Bisacodyl is a later addition and is more popular. They are partly absorbed and re-excreted in
bile: enterohepatic circulation is more important in phenolphthalein which can
produce protracted action. Bisacodyl is activated in the intestine by
deacetylation. Their primary site of action is in the colon: irritate the mucosa,
produce mild inflammation and secretion. One or
two semiformed motions occur after 6–8 hours. Optimum doses vary
considerably among individuals. Average doses are:
Phenolphthalein 60–130 mg: LAXIL 130 mg tab. To
be taken at bedtime (tab.
not to be chewed).
Bisacodyl 5–15 mg: DULCOLAX 5 mg tab; 10
mg (adult), 5 mg (child) suppository: CONLAX 5 mg, 10 mg suppository, BIDLAX5 5
mg tab.
These doses may be
ineffective in some individuals, but produce fluid evacuations and cramps in
others. Morphological alterations in the colonic mucosa have been
observed—mucosa becomes more leaky.
Allergic
reactions—skin rashes, fixed drug eruption and Stevens Johnson Syndrome
have been reported.
Phenolphthalein has
been found to produce tumours in mice and genetic damage. The USFDA has ordered
its withdrawal from the market.
Bisacodyl is also
available as 5 mg (infant) and 10 mg (adult) suppository—acts by irritating the
anal and rectal mucosa → reflex increase in motility → evacuation occurs in
20–40 min. It can cause inflammation and mucosal damage.
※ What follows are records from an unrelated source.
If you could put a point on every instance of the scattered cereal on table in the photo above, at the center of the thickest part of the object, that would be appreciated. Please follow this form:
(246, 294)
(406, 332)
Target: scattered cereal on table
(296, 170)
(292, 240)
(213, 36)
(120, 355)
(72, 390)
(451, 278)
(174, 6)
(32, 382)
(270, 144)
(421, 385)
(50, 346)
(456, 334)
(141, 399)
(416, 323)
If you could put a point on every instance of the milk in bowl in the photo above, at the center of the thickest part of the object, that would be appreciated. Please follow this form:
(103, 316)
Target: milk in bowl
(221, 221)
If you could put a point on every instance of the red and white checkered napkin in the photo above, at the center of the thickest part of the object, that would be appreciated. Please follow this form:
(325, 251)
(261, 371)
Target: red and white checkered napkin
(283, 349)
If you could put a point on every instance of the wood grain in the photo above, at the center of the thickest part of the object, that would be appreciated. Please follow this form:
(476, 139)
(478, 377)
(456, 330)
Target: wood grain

Sodium picosulfate: Another
diphenylmethane related to bisacodyl.
Like others, it is hydrolysed by colonic bacteria to the active form, which then
acts locally to irritate the mucosa and activate myenteric neurones. Bowel
movement generally occurs after 6–12 hours of oral dose. Along with mag.
citrate solution, it has been used to evacuate the colon for colonoscopy or
surgery.
Dose: 5–10 mg at bed time.
Indications and side effects are
similar to bisacodyl.
CREMALAX, LAXICARE 10
mg tab; PICOFIT 5 mg/5 ml syr.
Anthraquinones
Senna is obtained from
leaves and pod of certain Cassia sp.,
while Cascara sagrada is the powdered bark of the buckthorn tree. These and a
number of other plant purgatives contain anthraquinone glycosides, also called emodins. Senna is most popularly used.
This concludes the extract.